With Chris Young and Danielle Bradbery
WHERE: Charleston Civic Center
WHEN: 7:30 p.m.
TICKETS: $40.75 and $60.75
INFO: 800-745-3000 or www.ticketmaster.com
Brad Paisley isn't sure if his show Saturday night at the Charleston Civic Center counts as the last U.S. date for his "Beat This Winter" tour.
The West Virginia native and country superstar said, "It might be the end -- unless you count the Houston Rodeo."
Paisley doesn't want to. No offense to Texas.
"They don't let you bring everything," he groaned. "You're kind of at the mercy of the horses and cows."
Paisley is proud of the tour. He thinks it might be the best production he's ever done. It's certainly one of the best-timed tours he's ever been part of.
It's been a miserable winter for much of the country, and Paisley is acutely aware it's been especially bad for the nine counties in his home state affected by the January chemical spill into the Elk River.
He's been following the story on TV. After it happened, he said he called people back home to ask what was going on.
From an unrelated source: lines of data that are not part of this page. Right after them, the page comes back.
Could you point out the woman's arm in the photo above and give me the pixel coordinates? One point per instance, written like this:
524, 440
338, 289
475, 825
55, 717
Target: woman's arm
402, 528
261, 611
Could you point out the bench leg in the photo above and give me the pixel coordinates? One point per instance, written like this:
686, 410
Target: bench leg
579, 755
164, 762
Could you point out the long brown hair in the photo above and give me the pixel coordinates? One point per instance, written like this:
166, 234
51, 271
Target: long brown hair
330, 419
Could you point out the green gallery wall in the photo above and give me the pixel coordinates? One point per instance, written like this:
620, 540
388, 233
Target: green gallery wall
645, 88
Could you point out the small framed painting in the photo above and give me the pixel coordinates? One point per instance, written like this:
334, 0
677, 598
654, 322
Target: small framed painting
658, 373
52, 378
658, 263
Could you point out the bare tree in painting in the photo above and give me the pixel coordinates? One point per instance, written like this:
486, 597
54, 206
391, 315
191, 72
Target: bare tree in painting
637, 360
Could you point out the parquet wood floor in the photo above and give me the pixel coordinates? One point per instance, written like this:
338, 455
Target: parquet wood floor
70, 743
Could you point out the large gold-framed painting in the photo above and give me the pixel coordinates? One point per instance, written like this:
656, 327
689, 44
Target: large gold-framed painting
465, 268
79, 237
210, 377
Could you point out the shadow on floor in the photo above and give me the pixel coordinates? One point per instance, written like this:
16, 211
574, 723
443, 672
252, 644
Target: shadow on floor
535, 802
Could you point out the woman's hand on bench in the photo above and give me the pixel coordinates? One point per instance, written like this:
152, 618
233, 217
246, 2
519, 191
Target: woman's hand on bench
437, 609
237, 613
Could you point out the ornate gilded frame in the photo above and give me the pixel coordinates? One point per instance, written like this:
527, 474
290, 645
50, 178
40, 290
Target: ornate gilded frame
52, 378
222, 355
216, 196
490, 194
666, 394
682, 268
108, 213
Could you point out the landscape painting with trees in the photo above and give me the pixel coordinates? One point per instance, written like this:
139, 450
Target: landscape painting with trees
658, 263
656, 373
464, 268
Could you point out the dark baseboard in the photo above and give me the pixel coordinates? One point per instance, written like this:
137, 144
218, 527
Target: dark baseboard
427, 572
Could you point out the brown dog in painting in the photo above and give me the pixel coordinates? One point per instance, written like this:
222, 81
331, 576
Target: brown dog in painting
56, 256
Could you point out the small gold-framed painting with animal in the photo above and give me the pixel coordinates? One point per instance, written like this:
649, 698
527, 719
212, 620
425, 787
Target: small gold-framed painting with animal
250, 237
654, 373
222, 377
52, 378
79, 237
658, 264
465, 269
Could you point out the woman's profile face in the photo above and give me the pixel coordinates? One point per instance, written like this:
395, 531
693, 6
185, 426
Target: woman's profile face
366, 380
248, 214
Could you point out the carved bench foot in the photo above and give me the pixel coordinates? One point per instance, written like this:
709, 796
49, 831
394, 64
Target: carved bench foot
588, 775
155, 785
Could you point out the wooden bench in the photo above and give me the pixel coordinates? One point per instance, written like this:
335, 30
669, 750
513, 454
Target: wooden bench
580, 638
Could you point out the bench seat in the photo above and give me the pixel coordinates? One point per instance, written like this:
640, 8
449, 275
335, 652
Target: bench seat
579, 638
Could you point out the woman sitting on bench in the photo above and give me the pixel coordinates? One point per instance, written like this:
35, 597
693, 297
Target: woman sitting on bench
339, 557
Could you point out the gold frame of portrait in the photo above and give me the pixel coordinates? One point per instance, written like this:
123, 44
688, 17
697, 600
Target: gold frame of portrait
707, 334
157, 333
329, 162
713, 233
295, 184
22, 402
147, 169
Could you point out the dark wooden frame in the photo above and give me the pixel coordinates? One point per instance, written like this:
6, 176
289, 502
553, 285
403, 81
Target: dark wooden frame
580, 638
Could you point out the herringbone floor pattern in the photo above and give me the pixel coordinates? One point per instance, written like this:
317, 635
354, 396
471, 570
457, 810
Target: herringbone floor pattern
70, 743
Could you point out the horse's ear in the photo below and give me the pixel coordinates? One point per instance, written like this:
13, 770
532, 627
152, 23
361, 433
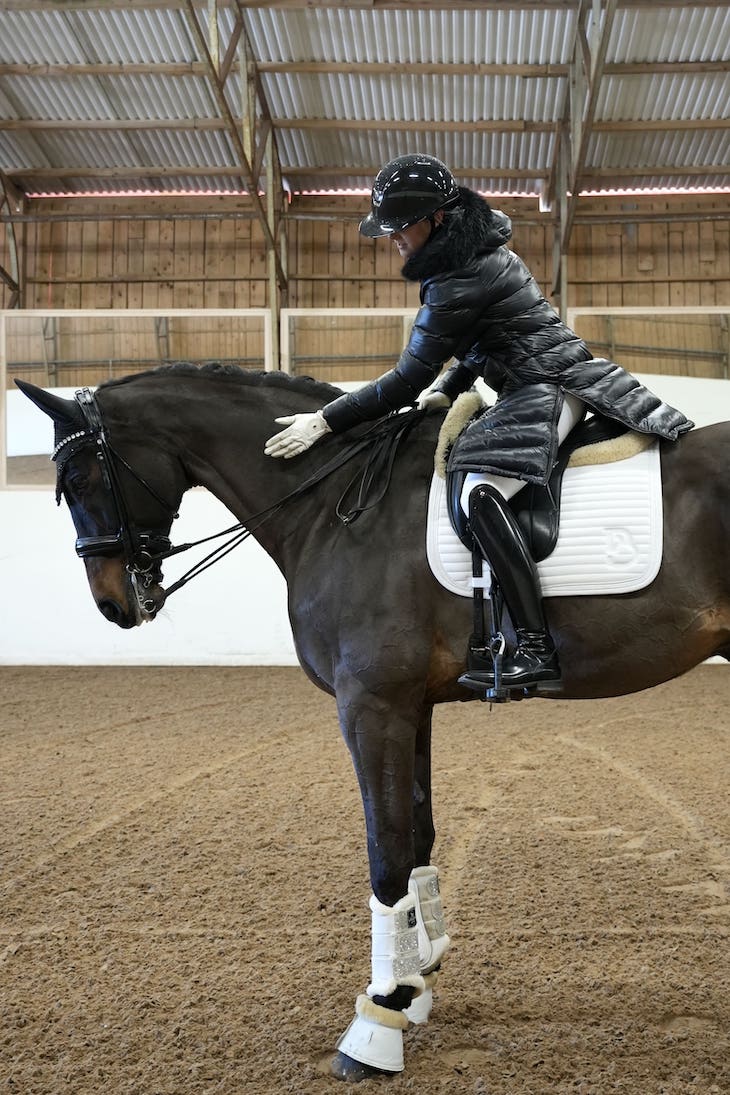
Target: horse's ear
64, 412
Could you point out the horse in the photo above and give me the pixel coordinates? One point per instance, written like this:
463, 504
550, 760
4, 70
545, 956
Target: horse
371, 624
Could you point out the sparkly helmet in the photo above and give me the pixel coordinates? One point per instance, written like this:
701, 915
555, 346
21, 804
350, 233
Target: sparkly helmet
407, 189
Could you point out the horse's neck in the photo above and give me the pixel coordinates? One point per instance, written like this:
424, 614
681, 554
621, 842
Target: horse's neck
221, 444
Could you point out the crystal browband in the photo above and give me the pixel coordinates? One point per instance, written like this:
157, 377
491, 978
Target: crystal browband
67, 440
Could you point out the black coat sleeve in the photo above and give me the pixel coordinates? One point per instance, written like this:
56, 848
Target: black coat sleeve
440, 330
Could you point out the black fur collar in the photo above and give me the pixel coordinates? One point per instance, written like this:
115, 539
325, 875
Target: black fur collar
470, 230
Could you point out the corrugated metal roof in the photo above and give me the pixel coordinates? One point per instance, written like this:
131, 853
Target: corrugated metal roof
471, 119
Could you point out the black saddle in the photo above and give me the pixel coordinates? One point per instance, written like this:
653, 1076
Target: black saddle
536, 506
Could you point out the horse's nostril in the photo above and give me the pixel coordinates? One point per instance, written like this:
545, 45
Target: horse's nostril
112, 611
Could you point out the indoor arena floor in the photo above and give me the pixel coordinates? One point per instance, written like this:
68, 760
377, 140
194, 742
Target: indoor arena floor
184, 888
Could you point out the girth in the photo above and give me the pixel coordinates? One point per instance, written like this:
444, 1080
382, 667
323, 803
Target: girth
536, 506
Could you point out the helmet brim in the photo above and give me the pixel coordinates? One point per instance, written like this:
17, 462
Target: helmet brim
372, 228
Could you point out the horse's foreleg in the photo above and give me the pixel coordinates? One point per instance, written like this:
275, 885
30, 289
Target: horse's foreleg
389, 747
380, 728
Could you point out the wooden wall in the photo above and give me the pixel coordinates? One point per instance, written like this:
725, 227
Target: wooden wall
678, 254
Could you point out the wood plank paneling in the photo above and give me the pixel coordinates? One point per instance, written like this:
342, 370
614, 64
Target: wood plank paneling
678, 253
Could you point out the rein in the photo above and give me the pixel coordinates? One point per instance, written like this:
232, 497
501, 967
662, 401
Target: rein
145, 550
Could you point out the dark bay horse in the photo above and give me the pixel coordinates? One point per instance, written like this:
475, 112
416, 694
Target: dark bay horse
371, 624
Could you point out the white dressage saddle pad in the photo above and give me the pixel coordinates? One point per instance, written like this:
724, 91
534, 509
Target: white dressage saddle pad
610, 539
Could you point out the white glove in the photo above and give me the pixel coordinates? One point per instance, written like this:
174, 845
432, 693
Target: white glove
430, 402
301, 433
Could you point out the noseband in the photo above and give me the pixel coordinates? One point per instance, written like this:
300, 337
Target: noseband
141, 549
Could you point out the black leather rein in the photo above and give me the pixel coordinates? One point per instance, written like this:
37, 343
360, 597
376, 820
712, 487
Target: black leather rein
143, 550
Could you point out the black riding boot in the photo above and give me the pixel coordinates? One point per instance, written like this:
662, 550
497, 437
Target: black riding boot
499, 538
"All of us felt completely helpless," he said. "It wasn't like when a tornado rolls through, and you sort of pitch in and try to help. It was, 'What are we supposed to do? It's the water supply.'
"What could any kind of celebrity do? We couldn't comfort anybody. It was a weird, weird thing."
So, Paisley watched, waited to see what happened and hoped the government did what it was supposed to: take care of the people.
Paisley believes things will get better. While it's not the same as living through a chemical spill, he was affected by the middle Tennessee flood four years ago.
That flood caused damage in 52 counties and killed 21 people. In Nashville alone, it caused an estimated $1.5 billion worth of property damage. Among other places, water flooded the Grand Ole Opry House, the Schermerhorn Symphony Center and SoundCheck Storage, where Paisley kept his touring equipment and many of his guitars.
Ironically, when the flood hit, Paisley had been preparing for his H20 tour.
"I look back on that year as one of the best years of my life in many ways," he said. "We're stronger than we were. The Opry is renovated. People came together.
"It became, let's figure out who got hit and let's help them. Let's make sure they have a place to sleep if they don't."